Comparison of two linear regression models with squared regressors

I need to compare two linear regression models that include the regressors in levels and in squares:

$Y=a_1x^2+b_1x+c_1$ and $Y=a_2x^2+b_2x+c_2$

Specifically, I need to test whether these regression models are significantly different (i.e., whether $a_1=a_2,b_1=b_2,c_1=c_2$).

In the forum, I read that one should build respective interactions.

Yet, I do not exactly understand what is meant by including “interactions.”

What would that model look like? What should be compared with what, and what test statistic is best?

(I do not know Stata, unfortunately.)

Please advise.

Both models are based on /using the exact same population.
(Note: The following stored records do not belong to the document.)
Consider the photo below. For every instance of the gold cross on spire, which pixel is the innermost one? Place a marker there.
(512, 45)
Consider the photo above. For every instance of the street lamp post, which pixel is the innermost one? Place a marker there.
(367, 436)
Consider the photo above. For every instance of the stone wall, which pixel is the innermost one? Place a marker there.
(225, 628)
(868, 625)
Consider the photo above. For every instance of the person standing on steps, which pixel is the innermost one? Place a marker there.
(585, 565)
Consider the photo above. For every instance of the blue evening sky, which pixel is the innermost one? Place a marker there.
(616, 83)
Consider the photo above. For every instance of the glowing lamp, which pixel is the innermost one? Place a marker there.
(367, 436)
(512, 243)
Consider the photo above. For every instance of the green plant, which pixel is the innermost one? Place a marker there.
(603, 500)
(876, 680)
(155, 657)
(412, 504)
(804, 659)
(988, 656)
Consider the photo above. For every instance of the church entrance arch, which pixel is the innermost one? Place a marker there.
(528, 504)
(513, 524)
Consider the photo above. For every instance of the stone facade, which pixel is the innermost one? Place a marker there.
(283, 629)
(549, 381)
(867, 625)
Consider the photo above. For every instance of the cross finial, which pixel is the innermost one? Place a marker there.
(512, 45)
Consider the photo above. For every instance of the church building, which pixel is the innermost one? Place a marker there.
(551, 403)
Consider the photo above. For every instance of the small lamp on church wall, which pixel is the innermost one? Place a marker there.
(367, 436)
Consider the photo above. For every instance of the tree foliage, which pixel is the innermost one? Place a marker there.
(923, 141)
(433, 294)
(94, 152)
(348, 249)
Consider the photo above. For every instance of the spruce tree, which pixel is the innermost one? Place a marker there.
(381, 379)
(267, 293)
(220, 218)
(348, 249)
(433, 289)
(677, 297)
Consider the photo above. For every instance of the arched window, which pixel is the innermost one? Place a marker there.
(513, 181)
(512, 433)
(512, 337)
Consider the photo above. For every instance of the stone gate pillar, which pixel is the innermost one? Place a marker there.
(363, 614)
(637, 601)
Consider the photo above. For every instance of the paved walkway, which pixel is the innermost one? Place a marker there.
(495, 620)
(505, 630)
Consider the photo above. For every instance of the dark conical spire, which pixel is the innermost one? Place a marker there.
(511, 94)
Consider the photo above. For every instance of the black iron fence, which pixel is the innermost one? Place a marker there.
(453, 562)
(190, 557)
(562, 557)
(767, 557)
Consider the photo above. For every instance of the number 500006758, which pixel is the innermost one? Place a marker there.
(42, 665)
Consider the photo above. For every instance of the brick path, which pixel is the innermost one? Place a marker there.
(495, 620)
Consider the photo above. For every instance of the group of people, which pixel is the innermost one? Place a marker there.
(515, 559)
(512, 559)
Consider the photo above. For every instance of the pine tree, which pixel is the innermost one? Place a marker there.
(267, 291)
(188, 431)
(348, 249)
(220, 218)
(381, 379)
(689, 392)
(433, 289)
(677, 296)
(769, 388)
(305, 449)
• Are the two models run on the same population? Is Y the same? Is X? (it would help to use subscripts on Y and X to distinguish them). – Peter Flom Jan 9 '14 at 15:16
• What did you read where? What was the context? – Glen_b Jan 10 '14 at 12:44

1 Answer

As far as I know, model comparison should only be done on the same dataset. For models with different configurations, you can try Akaike information criterion (AIC) or Bayesian information criterion (BIC).

Your 2 models have the same regressors but different coefficients. The easiest thing to do is to check the confidence intervals for overlapping. For example, if CI of $a_1$ overlaps CI of $a_2$ or covers $a_2$ if only one model is fit, then there is no significant difference between them. You can do this for all 3 coefficients.